Andrew Lloyd Webber hopes coronation anthem will be sung in churches
Composer Lord Lloyd Webber hopes his specially commissioned anthem for the coronation of King Charles III will be sung in churches.
The anthem, called "Make a Joyful Noise", is based on verses from Psalm 98.
The first live performance of the anthem was during the coronation on Saturday as Queen Camilla was enthroned.
Speaking to The Telegraph before the coronation, Lord Lloyd Webber revealed that the King had asked that the piece be "hummable" and joyful.
He also told the newspaper of his hope for the song to be sung in churches and on other happy occasions like weddings or christenings.
The anthem was released as a single by Decca Records on Saturday, with proceeds going to the Royal British Legion and Age UK.

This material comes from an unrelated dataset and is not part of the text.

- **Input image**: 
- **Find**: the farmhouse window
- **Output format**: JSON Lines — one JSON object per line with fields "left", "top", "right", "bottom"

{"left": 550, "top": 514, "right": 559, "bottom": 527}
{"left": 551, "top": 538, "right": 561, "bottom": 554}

It was secretly recorded in the studio ahead of the coronation, when a live recording was also made.
In early discussions about the anthem, Decca said that Lord Lloyd Webber and the King had talked about the writings of Solomon and the composer suggested an adaptation of Psalm 98, in which the Psalmist says to "make a joyful noise unto the Lord, all the earth: make a loud noise, and rejoice, and sing praise."
Commenting on the anthem last month, Lord Lloyd Webber said he hoped it would be sung long after the coronation.
"I hope my anthem will encourage everyone across the country to go and 'Make A Joyful Noise' in honour of this fantastic national occasion, and will be sung by many at other joyful occasions in the future," he said.